Aleph

El vértigo de la libertad

Carolina Escobar

Muchas veces he imaginado a la estatua de la libertad sintiendo vértigo. Pero solo durante los últimos años la imaginé de rodillas, vomitando indignación y rabia sobre el mar que la rodea. No es para menos. Quienes han gobernado Estados Unidos han usado la libertad para todo: para levantar democracias, para justificar guerras, genocidios, intervenciones o conflictos de menor escala; para defender dictaduras y modelos económicos; para sostener hegemonías o defender intereses corporativos, etcétera. Es lo que supuestamente pide el colonialismo en nombre de la libertad.

Pero los últimos años con Trump han sido particularmente difíciles de comprender y asimilar. Lo digo, no porque otros presidentes de Estados Unidos hayan sido niños de brazos en sus respectivas administraciones (sin importar si eran republicanos o demócratas), o porque la política exterior de ese país haya sido más acertada en gestiones anteriores, sino por dos cosas muy simples: 1) este es mi tiempo, y aunque tengo meridianamente clara la impronta histórica, describo mejor lo que puedo vivir y conocer; y 2) la gestión Trump se ha ganado, desde muchos lados y a pulso, el calificativo de “el peor gobierno de la historia de Estados Unidos”, porque en poco tiempo polarizó a su propio pueblo, se tomó a la ligera la tremenda responsabilidad que le fue otorgada, despertó el lobo de la discriminación y la xenofobia y criminalizó a los migrantes, extendiendo el estado policial hasta su frontera sur. Allí siguen los 545 niños y niñas que, desde el 2017, están separados de sus padres y madres.

Trump atacó permanentemente la ciencia en todas las áreas, y desconoció lo relacionado con el cambio climático, haciendo, incluso en el último momento, que EE. UU. se retirara del Acuerdo de París sobre el clima. Resucitó los neofascismos y la violencia armada, y su política exterior fue agresiva y aislacionista, dándole más cancha a Rusia y China. Pero lo que define mejor el calificativo que le ha sido dado es el impacto que tuvo su gestión en los resultados de la pandemia del covid-19 en EE. UU.; fue el país con más contagios y muertes. También hay que decir que la administración Trump mantuvo importantes cifras en lo macroeconómico, pero que amplió la pobreza de la población en general, ahorcó el sistema de seguridad social y profundizó la brecha de la desigualdad. Incluso los republicanos conservadores (léase Bush et al), se han desmarcado de Trump por considerar que le ha hecho más daño que bien a la democracia estadounidense.

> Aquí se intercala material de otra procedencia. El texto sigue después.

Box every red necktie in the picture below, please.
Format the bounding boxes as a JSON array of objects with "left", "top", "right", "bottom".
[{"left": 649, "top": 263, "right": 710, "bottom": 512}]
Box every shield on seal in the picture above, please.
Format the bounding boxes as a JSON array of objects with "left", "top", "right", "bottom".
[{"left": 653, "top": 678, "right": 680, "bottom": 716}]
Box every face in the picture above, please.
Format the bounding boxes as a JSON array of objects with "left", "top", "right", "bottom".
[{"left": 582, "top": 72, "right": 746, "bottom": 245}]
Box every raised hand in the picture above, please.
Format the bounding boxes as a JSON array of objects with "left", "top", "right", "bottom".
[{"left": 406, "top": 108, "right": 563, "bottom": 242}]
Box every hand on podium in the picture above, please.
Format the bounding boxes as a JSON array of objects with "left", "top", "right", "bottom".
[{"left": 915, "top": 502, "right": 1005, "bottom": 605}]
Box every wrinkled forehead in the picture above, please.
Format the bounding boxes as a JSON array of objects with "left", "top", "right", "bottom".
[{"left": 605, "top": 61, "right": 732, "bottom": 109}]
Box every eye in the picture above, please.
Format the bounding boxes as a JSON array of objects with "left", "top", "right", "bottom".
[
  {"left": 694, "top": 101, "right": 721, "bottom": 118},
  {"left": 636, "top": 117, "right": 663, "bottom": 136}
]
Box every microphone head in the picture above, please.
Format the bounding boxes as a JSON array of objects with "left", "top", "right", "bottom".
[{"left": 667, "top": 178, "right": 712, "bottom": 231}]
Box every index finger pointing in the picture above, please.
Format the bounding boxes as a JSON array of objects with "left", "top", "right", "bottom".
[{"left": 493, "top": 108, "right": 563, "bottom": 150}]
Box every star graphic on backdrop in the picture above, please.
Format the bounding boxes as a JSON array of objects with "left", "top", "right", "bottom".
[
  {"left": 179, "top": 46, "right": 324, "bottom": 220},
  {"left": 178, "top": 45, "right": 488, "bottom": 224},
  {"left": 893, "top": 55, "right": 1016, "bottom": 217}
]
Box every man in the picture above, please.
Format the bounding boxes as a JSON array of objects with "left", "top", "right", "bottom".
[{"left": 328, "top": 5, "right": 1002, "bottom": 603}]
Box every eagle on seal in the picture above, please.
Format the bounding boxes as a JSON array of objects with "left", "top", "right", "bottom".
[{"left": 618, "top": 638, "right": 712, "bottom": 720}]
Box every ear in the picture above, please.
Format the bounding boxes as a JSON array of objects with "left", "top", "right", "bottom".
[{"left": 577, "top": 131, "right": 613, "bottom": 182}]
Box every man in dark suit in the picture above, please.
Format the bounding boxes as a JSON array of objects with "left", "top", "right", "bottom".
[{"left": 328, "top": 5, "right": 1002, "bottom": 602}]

Trump quería fans, no ciudadanos. Esa es para mí la diferencia sustancial. Un presidente trabaja para su ciudadanía, un showman trabaja para su grupo de culto. Y una prueba de ello es que incluso gestiona sus mensajes más importantes en Twitter. Hay que decir que es un empresario listo, porque usó la lucha ideológica para ganar votos, pero al final sabemos que estas elecciones se están dirimiendo entre el capital tradicional de Estados Unidos y el capital corporativo que llegó al poder. Esa es la política que se juega en el Senado y la Casa de Representantes, no nos engañemos.

Al cierre de este artículo no contamos aún con los resultados de las elecciones estadounidenses. Si gana Biden, los republicanos nos van a querer asustar con el fantasma del socialismo, comunismo y todos los ismos, pero no permitamos que nos asusten con el petate del muerto. Nada puede haber más reaccionario y radical que Trump y su equipo en la administración actual, cuyos ecos han despertado en nuestras repúblicas bananeras también renovados fascismos.

El oscurantismo parece estar queriendo colarse en las democracias y las no democracias. Yo solo espero que la libertad se ponga de pie algún día y que su fuego nos ilumine a todos.